Anchore today announced it has added support for Windows container images to its platform for securing Kubernetes environments and made available a technology preview that adds the ability to analyze NuGet packages for application of policies to .NET frameworks and artifacts.
Announced at the GitHub Satellite virtual conference, version 2.3 of Anchore Enterprise also adds integration with the GitHub Advisory Database. Anchore will monitor GitHub Security Advisories to provide another data feed for potential vulnerabilities.
Finally, Anchore Enterprise 2.3 also provides an updated reporting service, which allows users to schedule and generate custom reports.
Neil Levine, vice president of products for Anchore, says the support of Windows container images will make it possible for organizations that are deploying containers on Windows platforms to embrace best DevSecOps practices.
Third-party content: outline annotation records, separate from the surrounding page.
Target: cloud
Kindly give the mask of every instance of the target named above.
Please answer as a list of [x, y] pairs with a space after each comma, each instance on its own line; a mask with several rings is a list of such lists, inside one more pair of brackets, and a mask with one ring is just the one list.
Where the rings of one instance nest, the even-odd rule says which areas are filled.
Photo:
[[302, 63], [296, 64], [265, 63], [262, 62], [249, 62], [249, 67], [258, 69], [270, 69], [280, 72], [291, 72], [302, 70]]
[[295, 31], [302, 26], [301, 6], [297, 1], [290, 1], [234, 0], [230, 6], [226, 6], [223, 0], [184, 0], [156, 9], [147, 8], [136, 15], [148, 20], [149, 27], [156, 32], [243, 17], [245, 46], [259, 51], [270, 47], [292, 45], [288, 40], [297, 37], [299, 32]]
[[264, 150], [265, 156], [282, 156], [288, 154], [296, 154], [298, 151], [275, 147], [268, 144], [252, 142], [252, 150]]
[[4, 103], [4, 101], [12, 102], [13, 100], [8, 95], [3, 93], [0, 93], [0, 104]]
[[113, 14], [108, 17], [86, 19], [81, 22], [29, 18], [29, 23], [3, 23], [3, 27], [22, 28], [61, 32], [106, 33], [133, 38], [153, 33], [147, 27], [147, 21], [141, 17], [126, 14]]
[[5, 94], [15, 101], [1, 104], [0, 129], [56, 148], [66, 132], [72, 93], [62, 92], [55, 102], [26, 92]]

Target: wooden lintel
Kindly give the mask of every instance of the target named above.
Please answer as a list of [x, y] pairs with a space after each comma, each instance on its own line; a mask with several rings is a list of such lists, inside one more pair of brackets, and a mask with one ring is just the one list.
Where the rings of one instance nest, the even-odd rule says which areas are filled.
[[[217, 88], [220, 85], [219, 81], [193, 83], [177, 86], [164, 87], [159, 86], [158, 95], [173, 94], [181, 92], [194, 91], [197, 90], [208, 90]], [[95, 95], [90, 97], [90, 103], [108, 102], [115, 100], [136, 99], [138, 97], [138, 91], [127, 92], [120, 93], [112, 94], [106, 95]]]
Most organizations running Windows today are not as far along the container adoption curve as IT teams that employ Linux. However, Levine says that as Microsoft continues to promote the adoption of containers, it’s now only a matter of time before more organizations will need to secure those containers. Anchore has already been working with a handful of organizations on such projects, he notes Levine, adding there has also been a significant increase in DevOps adoption among organizations that run Windows.
Awareness of DevOps within Windows environments has naturally increased since Microsoft acquired GitHub. That, coupled with its decision to embrace containers for Windows platform, shows Microsoft is encouraging its Windows developer community to rethink how they build and deploy applications in much the same way IT organizations that employ Linux on the Microsoft Azure cloud.
Of course, containers that run on Windows platforms are not portable to Linux. Organizations will need separate container security tools for each platform, but Anchore provides a means to have a common management plane for both environments.
It’s not clear to what degree organizations that run Windows are embracing containers. However, the rate at which containers are being deployed on Windows has increased considerably. Containers may not exist in the same volume as they do on Linux platforms, but they are becoming more pervasive. As that rate of adoption increases, IT teams running Windows will encounter a raft of container security issues that will need to be addressed. Foremost among those issues will be the need to meld their developer and cybersecurity cultures.
Much like any organization embracing DevSecOps, the biggest issue to overcome is not so much container security technologies as much as it is getting cybersecurity teams to trust developers to implement cybersecurity controls. Of course, cybersecurity teams still will need to define those controls and verify that they have been implemented. However, cybersecurity professionals historically have not had a lot of confidence in the level of appreciation developers have for cybersecurity. Like it or not, however, given the chronic shortage of cybersecurity expertise available, teaching developers how to implement cybersecurity controls is now the only best option.